Mining Innovation Rehabilitation and Applied Research Corporation
- Company type: Non-profit Organization
- Industry: Mining
- Founded: 1987 (as Geomechanics Research Centre)
- Headquarters: Greater Sudbury, Ontario, Canada, Sudbury, Canada
- Key people: President, Dr. Nadia Mykytczuk, CEO
- Owner: Laurentian University
- Website: www.mirarco.org

= Mining Innovation Rehabilitation and Applied Research Corporation =

Canadian research firm

Mining Innovation Rehabilitation and Applied Research Corporation, or MIRARCO, is the "largest not-for-profit applied research firm in North America."

MIRARCO is made up of five centers:
- Energy
- Geomechanics (GRC)
- Safety
- Software, and
- Biotechnology (new)

==CEM (Centre for Environmental Monitoring)==
CEM develops "analytical systems and remote monitoring technologies" and provides "research and technical services" to support resource industries. CEM's primary concern is environmental sustainability.

CEM's expertise includes:
- Environmental Systems Monitoring
- Remediation of Mine Sites
- Environmental Data Management and Interpretation
- Ecotoxicological Research
- Mine Operation Environmental Effects Monitoring
- Analytical Method Development, and
- Geological Monitoring

==GRC (Geomechanics Research Centre)==
GRC conducts "engineering and scientific research and development in the field of geotechnical engineering," applying its findings to "promote safer and more economical excavations at depth." GRC's primary concern is geological risk assessment and management.

GRC's expertise includes:
- Static and Impact Testing of Support
- Performance Assessments
- Support in Burst-prone Ground
- Drillability Assessment
- The Potash Roof Inspection System (PRIS) and the CRack Identification System (CRIS) (both are types of Ground-Penetrating Radar systems).
- Borehole Acoustic Televiewer

==EVO (Enhanced Visualization and Optimization) ==
EVO was created in 2008 from the former CMT (Centre for Mining Technology) and VREX (Virtual Reality Exploration) groups. CMT focused on technology projects like Water-jet scaling and mine planning, while VREX focused on mine safety, and integration, interpretation, and visualization through its Virtual Reality Laboratory (owned by Laurentian University).

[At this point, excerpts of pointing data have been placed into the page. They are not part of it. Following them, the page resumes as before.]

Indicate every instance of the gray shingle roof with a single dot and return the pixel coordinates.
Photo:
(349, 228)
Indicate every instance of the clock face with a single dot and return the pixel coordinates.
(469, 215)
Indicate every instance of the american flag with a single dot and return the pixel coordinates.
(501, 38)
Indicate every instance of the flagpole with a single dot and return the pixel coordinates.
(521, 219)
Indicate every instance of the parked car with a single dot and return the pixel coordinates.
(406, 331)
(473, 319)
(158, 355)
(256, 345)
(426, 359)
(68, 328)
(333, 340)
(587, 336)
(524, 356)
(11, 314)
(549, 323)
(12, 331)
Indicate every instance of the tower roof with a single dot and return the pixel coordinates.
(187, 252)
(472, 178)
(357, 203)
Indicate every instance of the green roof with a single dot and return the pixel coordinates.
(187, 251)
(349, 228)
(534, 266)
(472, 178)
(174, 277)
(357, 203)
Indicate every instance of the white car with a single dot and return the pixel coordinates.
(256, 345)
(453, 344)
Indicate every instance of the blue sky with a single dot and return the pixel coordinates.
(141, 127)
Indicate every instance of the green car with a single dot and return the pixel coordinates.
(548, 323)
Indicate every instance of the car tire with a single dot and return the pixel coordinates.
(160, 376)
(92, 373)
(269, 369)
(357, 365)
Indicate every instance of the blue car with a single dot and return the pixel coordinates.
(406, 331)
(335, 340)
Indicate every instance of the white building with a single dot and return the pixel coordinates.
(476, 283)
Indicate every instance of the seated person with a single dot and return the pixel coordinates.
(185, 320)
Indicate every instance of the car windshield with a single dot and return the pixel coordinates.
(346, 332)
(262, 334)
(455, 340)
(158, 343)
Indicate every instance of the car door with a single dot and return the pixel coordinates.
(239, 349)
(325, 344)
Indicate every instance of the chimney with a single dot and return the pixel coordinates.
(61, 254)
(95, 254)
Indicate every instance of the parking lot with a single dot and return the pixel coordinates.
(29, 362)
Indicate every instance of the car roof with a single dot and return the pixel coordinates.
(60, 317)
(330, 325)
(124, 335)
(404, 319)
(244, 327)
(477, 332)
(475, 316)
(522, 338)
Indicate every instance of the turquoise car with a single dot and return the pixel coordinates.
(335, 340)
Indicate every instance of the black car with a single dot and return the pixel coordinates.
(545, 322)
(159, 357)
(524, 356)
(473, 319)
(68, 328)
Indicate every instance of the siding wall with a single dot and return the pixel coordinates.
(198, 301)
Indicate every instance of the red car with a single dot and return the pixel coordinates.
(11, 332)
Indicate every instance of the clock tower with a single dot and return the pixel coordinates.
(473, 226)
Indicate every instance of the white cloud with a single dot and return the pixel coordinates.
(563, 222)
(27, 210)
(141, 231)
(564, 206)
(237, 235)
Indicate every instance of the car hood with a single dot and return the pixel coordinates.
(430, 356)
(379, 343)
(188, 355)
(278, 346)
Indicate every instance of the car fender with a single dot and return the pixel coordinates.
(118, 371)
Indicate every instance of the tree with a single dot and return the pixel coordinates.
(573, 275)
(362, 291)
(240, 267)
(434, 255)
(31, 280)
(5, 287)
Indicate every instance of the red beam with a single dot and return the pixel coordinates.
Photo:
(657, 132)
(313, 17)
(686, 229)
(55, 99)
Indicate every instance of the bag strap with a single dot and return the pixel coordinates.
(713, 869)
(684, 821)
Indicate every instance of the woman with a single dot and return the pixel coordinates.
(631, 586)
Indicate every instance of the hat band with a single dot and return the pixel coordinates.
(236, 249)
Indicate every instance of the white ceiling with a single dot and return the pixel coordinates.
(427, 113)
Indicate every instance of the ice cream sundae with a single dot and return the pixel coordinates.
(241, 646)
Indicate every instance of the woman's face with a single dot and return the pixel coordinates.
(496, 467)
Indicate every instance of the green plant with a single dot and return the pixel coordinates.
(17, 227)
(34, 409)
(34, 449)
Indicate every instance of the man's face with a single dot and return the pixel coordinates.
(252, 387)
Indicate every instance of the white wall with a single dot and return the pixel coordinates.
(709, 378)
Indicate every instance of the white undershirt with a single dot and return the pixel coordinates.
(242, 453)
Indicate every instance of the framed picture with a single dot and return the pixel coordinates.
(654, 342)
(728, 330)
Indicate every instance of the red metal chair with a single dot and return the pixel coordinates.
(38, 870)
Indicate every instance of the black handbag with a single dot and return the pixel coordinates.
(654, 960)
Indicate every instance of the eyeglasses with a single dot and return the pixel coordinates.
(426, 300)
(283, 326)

The combined group now focuses its efforts on creating and using software for the mining industry. Its first major software product was the Schedule Optimization Tool (SOT), which launched in June 2008. The SOT uses a Genetic Algorithm to produce optimal schedules for underground mining operations.

EVO also has ongoing projects in virtual reality safety, mine ventilation, and long-term mine planning. In addition, EVO is building an open-source data visualization and integration product called ParaViewGeo, a derivative of ParaView.

==Open-source software==
MIRARCO is a supporter of open-source software, and tries to promote use of open-source software throughout the company. One of MIRARCO's projects, ParaViewGeo, is licensed under the BSD license. Many of the projects at MIRARCO are completed using open-source programming languages, such as Python, Java, OpenGL, and Processing, and some of MIRARCO's lab computers feature the Fedora Linux operating system instead of, or in addition to, Microsoft Windows.

===Software Freedom Day===
On September 20, 2008, MIRARCO participated in Software Freedom Day, an annual worldwide celebration of free/open-source software. Robert Maynard, lead programmer of ParaViewGeo presented the results of a four-month effort to rapidly teach a group of seven co-op students how to program Python and how to use ParaViewGeo.

==Mining research cluster==
MIRARCO used to share a floor in the Willet Green Miller Centre with CEMI (Centre for Excellence in Mining Innovation), but has since moved into the second floor of the Cliff Fielding Building right across the Innovation Space. An open-house was held on August 22, 2008 to showcase the original four research organizations to the public.

The goal for the organizations sharing the same location is to increase communication between stakeholders in mining research. Former President and CEO of MIRARCO, and now Founding Director of CEMI, Dr. Peter Kaiser described the move as sounding "primitive, but it's sometimes amazing how big the gap is across a parking lot, between a building and another one," and that "[if] we have these things all separated, we cannot reap the benefits from the integrated approach."